Toward this end, American officials charge, Iran
has provided components, including explosives and infrared
triggering devices, for sophisticated roadside bombs that are
designed to penetrate armor. They have also provided training for
several thousand Shiite militia fighters, mostly in Iran. Officials
say the training is carried out by the Iranian Revolutionary Guards
and the Ministry of Intelligence and Security.
In the interview on Friday, Ms. Rice said, “We
think they are providing help to the militias as well, and maybe
even the more violent element of these militias.”

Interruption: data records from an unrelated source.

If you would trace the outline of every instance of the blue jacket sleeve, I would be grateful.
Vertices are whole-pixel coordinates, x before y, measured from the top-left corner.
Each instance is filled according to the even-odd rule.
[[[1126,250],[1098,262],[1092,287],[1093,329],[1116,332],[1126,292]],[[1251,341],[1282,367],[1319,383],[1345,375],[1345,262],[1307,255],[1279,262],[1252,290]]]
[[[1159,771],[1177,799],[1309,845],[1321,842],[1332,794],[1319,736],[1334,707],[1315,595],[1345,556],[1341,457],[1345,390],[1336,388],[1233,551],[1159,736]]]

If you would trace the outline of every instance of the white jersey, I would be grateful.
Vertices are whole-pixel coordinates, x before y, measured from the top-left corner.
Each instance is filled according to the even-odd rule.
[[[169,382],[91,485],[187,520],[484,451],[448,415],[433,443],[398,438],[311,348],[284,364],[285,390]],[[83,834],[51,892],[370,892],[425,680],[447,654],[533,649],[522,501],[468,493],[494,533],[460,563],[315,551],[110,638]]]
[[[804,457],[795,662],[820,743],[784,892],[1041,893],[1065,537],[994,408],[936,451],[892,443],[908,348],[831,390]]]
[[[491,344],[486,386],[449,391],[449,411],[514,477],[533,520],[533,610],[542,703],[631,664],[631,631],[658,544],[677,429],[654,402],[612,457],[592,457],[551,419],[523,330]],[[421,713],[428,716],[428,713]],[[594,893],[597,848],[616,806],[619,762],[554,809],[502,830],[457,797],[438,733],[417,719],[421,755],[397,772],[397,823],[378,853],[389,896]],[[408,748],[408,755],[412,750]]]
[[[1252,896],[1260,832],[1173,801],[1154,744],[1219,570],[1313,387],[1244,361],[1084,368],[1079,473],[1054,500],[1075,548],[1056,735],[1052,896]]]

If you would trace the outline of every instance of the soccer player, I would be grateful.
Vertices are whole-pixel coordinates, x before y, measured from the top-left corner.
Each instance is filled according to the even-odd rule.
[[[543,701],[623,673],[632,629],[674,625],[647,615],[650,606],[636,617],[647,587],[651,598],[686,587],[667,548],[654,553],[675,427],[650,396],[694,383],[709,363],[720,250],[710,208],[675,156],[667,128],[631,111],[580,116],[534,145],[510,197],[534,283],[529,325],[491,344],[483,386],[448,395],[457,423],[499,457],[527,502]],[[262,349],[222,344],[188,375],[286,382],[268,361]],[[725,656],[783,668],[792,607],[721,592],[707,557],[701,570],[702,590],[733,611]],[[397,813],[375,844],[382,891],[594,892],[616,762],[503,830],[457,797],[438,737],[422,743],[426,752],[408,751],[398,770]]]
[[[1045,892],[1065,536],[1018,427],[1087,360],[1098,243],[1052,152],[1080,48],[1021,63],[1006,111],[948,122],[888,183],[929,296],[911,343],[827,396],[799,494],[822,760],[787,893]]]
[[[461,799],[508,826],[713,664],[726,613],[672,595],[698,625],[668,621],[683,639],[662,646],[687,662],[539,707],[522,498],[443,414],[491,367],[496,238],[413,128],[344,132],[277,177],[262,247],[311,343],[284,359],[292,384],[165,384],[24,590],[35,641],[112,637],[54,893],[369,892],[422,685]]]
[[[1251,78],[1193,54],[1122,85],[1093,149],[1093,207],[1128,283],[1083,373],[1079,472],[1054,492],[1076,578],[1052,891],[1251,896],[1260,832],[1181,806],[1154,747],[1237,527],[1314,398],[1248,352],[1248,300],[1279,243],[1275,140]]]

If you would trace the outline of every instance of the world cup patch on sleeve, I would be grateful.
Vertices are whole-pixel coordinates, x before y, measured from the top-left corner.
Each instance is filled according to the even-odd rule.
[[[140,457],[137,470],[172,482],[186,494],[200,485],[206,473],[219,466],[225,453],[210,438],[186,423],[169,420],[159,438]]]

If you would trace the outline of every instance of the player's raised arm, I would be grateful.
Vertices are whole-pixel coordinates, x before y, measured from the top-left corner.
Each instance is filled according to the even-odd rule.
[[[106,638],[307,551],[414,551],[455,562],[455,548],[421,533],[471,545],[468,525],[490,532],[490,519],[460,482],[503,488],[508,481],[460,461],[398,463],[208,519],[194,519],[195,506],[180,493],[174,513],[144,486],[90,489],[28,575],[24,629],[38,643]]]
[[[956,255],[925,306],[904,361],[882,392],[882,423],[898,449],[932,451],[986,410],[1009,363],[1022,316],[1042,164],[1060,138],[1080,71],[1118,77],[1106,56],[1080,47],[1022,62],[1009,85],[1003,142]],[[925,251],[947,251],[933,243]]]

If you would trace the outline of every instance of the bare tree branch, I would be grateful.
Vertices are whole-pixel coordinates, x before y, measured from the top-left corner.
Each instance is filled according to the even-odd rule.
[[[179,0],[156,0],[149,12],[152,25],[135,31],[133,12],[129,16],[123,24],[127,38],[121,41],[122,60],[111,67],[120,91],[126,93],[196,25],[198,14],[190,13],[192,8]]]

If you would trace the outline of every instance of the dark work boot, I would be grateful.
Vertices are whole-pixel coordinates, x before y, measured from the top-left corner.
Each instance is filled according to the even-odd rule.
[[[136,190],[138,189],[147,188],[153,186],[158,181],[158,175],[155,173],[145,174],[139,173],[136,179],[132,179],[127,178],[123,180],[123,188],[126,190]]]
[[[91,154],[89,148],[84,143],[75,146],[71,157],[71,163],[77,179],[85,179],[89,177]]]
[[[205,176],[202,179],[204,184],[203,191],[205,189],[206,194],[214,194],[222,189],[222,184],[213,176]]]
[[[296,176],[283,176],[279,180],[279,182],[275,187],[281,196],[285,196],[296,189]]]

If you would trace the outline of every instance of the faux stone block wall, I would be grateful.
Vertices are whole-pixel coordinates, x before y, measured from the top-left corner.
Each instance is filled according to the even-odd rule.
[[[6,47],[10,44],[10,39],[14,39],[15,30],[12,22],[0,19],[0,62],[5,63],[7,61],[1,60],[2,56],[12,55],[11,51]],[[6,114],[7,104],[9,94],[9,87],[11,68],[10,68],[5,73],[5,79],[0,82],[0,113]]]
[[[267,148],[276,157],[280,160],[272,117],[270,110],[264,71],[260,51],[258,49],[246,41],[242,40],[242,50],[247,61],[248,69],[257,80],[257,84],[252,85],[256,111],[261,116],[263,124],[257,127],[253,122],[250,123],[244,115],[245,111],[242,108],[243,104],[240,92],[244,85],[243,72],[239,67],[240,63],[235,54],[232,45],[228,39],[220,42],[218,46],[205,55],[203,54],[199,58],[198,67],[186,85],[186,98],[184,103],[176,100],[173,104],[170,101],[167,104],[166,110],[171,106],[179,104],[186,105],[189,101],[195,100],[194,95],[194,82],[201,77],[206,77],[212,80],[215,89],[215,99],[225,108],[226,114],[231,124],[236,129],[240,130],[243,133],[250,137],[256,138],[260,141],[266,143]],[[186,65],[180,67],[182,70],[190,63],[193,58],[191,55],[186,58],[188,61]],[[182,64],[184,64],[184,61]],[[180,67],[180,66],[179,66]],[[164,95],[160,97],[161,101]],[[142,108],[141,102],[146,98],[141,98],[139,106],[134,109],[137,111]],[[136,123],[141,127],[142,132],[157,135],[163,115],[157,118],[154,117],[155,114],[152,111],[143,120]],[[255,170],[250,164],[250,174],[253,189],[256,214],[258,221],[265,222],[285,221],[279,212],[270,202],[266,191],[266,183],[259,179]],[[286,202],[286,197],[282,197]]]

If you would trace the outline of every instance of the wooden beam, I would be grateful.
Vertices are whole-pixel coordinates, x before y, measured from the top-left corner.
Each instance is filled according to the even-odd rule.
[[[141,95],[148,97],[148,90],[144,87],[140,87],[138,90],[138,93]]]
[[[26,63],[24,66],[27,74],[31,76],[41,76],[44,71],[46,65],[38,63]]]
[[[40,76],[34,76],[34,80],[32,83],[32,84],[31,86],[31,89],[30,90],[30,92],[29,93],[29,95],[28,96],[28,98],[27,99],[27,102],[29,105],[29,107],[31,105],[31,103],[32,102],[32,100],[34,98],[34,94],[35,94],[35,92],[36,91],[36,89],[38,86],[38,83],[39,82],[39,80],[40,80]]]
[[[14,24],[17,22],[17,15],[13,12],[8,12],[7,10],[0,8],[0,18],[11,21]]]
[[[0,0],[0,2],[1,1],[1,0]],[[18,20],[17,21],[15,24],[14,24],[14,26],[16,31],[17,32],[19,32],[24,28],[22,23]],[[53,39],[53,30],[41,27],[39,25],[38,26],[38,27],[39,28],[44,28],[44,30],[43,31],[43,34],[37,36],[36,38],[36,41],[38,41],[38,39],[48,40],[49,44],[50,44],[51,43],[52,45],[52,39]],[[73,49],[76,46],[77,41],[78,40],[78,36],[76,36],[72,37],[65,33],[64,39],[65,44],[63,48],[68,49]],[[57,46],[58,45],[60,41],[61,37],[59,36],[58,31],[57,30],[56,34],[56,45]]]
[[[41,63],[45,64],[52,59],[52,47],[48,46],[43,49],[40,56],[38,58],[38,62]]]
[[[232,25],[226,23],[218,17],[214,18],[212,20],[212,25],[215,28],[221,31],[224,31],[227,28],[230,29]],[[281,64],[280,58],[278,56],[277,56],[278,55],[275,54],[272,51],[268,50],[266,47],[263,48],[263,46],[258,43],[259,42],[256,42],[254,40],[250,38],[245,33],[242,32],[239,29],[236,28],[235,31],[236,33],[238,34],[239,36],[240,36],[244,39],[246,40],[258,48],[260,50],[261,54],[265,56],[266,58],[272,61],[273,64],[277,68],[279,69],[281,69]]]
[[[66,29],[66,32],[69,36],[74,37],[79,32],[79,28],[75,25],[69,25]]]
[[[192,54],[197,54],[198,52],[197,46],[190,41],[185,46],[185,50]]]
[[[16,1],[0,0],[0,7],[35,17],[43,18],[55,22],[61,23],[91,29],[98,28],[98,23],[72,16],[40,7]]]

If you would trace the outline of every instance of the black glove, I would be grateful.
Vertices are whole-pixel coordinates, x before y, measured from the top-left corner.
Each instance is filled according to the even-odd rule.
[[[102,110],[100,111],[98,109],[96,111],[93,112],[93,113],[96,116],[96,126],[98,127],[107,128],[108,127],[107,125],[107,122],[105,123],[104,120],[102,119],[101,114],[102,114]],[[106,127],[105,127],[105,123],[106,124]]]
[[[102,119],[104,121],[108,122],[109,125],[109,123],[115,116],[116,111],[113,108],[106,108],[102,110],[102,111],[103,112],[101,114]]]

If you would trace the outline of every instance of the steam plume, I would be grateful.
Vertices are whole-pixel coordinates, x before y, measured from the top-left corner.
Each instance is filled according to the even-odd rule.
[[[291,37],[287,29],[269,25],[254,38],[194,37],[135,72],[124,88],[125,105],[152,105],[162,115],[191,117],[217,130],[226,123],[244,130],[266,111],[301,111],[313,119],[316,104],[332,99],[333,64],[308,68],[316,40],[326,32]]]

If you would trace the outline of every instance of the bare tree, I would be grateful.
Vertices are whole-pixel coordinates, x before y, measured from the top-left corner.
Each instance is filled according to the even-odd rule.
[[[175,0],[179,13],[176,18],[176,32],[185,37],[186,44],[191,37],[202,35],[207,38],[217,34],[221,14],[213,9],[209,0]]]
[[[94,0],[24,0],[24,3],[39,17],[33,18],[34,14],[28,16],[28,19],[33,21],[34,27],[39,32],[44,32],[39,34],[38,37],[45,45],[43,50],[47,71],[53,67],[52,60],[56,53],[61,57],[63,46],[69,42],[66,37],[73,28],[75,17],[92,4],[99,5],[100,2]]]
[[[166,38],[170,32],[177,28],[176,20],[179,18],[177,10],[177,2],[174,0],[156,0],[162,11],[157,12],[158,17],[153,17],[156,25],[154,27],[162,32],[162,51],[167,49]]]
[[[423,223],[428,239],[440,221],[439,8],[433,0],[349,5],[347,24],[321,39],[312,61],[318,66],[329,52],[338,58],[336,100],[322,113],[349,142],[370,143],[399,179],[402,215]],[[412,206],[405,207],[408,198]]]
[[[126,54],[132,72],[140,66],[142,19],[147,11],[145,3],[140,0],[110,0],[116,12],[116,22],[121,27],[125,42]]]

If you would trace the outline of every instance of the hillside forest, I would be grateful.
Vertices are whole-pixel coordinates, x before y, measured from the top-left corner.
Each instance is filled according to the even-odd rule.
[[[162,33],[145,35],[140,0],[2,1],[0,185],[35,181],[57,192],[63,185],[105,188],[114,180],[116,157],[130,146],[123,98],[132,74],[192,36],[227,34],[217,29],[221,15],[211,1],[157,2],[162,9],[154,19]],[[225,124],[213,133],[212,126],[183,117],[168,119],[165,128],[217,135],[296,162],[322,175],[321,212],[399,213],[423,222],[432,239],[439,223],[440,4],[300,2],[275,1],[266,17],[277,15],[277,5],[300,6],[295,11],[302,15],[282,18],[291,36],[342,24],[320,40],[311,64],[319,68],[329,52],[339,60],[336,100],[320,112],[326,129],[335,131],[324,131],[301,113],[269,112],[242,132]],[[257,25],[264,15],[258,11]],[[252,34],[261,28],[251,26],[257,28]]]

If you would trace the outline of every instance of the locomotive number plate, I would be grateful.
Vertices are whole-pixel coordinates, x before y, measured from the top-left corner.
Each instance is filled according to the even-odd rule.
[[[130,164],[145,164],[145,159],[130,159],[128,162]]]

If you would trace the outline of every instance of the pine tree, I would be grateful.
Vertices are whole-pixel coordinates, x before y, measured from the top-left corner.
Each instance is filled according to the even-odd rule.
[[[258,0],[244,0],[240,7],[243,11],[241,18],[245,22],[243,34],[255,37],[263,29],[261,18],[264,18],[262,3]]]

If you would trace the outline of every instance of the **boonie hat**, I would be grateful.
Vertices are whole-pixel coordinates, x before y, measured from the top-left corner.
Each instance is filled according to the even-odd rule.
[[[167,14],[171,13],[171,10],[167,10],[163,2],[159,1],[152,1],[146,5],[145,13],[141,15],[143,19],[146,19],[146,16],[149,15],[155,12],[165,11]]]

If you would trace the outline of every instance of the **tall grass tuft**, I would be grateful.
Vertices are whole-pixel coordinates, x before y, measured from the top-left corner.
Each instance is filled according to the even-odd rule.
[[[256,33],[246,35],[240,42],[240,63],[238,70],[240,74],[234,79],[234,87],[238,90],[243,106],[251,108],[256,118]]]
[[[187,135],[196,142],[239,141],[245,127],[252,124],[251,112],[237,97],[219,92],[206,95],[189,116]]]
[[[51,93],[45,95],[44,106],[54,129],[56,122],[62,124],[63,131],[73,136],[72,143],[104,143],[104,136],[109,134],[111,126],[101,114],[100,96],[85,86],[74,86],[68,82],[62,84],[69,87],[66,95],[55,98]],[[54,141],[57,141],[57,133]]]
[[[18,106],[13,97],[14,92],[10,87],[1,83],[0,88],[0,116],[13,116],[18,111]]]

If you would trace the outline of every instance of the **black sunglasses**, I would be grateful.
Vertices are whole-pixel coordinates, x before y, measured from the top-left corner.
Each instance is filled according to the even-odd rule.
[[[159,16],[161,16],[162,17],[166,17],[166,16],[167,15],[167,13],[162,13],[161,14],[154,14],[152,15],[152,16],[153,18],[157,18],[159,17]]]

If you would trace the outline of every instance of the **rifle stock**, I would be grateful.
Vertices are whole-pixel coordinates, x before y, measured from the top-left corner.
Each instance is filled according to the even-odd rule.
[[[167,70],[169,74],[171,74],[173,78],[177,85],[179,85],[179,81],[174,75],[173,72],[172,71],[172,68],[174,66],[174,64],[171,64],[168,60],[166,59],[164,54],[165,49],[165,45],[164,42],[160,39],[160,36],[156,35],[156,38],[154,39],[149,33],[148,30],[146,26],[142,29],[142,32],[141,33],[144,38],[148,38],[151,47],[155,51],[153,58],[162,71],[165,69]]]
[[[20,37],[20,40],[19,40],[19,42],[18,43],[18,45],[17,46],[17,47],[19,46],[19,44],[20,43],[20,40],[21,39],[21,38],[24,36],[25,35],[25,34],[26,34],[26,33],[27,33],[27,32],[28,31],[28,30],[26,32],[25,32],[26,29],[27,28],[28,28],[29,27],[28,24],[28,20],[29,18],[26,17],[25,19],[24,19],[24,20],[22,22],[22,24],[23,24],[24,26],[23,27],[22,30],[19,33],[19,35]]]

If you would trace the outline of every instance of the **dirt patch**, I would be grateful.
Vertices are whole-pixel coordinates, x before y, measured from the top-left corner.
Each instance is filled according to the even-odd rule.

In addition, American officials say the Iranian
Revolutionary Guard Quds Force is active in Iraq. A senior military
official said last week that one of the Iranians seized in Baghdad
late last month was the No. 3 Quds official. He said American forces
uncovered maps of neighborhoods in Baghdad in which Sunnis could be
evicted, and evidence of involvement in the war during the summer in
Lebanon.
That Iranian official was ordered released, by
Ms. Rice among others, after Iran claimed he had diplomatic status.
This week, American forces in Iraq conducted at
least two raids against suspected Iranian operatives, including the
raid in Erbil. The United States is currently detaining several
individuals with Iranian passports who were picked up in those
raids. The Iranians have said that they were in the process of
establishing a consulate, but American officials said that the Erbil
operation was a liaison office and that the workers there did not
have diplomatic passports.
A defense official said Friday that such raids
would continue. “We are going to be more aggressive,” he said,
referring to the suspected Iranian operatives. “We are going to look
for them and to try to do what we can to get them into custody.”